There is little doubt that we are going to witness a fight to the finish between ‘Noon’ and ‘Junoon’ in the coming months, starting with a battle for NA-120 in Lahore, which fell vacant after Nawaz Sharif’s disqualification.

In a real democracy, the party would field a suitable candidate. However, given the dynastic nature of politics, the issue is that of the Sharifs losing a traditional seat after losing the country’s premiership. This by-election will also determine whether the system is geared towards holding a fair election as the country prepares for parliamentary polls.

What is most worrying at this stage is the vendetta-style politics being pursued by the two protagonists. In this, Imran is way ahead by employing invectives that are rarely seen in Pakistan’s politics. His lack of vocabulary is reflected by the excessive use of words like ‘mafia’ and ‘thieves’ with regard to the Sharif family. It is astonishing how Imran thinks that politics is a vocation based on honesty. His concept of integrity among politicians is closer to that of Zia or Musharraf, who witnessed a tragic political end by associating with the B-teams of politicians.

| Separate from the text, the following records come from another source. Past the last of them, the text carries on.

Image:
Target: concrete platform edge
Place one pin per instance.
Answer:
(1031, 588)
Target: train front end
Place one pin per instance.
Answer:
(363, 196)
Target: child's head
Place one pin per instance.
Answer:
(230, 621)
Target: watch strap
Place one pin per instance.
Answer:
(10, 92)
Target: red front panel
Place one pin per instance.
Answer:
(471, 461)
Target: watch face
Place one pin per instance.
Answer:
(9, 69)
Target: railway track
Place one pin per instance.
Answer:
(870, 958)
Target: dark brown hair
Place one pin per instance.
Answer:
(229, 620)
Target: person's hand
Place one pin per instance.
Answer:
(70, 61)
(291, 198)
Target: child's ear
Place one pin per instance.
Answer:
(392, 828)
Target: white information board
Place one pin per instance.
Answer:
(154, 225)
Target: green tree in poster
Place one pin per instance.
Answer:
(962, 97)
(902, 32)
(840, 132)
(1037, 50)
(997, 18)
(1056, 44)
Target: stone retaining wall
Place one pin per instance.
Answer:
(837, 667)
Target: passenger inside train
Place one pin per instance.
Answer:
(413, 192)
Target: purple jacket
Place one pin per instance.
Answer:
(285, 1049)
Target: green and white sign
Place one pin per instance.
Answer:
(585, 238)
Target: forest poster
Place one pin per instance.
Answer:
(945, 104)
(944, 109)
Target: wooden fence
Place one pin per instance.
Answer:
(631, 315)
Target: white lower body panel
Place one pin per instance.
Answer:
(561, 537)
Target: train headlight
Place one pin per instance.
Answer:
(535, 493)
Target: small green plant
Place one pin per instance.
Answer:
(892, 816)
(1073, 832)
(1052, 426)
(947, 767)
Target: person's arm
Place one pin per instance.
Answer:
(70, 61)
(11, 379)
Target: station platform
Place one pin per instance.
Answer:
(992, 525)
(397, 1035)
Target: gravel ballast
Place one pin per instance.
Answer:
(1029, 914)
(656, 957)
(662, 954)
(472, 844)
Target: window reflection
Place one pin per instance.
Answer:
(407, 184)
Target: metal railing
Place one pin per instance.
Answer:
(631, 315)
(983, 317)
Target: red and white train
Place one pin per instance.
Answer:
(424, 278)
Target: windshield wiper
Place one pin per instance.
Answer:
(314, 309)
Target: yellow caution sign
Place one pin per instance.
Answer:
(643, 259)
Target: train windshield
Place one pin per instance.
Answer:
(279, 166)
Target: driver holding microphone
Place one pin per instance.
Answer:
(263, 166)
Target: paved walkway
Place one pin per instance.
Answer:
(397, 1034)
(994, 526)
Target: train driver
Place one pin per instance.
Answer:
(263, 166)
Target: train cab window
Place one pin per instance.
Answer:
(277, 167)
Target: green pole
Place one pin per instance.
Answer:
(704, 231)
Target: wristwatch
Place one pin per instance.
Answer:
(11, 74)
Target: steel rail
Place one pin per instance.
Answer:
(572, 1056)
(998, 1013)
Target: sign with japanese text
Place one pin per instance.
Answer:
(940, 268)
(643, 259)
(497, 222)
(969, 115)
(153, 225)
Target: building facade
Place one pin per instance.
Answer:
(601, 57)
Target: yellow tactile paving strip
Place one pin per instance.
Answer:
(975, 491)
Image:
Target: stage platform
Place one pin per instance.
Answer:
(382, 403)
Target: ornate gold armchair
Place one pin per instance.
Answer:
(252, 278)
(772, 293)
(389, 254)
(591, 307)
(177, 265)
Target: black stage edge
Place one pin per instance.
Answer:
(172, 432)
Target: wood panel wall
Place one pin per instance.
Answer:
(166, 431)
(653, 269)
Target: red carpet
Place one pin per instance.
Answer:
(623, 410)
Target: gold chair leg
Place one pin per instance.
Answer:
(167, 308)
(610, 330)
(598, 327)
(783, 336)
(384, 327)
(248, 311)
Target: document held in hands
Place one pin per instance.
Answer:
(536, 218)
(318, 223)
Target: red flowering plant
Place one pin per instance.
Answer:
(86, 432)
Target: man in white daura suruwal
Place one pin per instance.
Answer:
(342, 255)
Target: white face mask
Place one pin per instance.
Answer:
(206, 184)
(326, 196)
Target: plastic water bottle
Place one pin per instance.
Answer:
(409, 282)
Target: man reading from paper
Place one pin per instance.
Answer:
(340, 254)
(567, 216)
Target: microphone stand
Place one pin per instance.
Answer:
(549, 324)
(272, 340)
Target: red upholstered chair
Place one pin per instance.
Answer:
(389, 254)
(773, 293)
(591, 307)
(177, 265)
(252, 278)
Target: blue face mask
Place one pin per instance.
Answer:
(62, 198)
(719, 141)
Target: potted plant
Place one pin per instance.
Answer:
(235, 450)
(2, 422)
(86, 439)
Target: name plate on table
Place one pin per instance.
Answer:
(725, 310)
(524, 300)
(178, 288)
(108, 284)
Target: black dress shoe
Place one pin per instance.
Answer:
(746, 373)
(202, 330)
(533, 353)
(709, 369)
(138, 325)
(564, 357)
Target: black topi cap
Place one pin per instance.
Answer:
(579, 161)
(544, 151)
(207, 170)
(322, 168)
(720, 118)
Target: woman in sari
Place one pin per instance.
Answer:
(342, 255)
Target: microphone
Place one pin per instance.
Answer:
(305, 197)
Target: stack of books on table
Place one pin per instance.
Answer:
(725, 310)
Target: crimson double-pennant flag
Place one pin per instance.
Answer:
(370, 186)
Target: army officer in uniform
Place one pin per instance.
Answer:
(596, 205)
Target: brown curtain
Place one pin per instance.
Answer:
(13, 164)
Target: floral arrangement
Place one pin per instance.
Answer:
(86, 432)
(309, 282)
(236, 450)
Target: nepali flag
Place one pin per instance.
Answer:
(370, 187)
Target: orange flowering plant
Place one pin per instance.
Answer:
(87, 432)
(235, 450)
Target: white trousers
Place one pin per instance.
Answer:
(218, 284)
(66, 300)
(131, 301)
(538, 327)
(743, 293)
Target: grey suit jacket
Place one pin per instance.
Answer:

Imran should stop quoting from Western practices of diplomacy in a system that is a couple of centuries behind in terms of institutional development. In fact, Imran is no longer practicing what he preaches. The prevailing levels of corruption in the PTI-ruled province of KP and the party’s tendency to grow on defectors from other parties do not bode well for its high claims of morality and integrity. ‘Naya Pakistan’, after all, is so much like the same old Pakistan.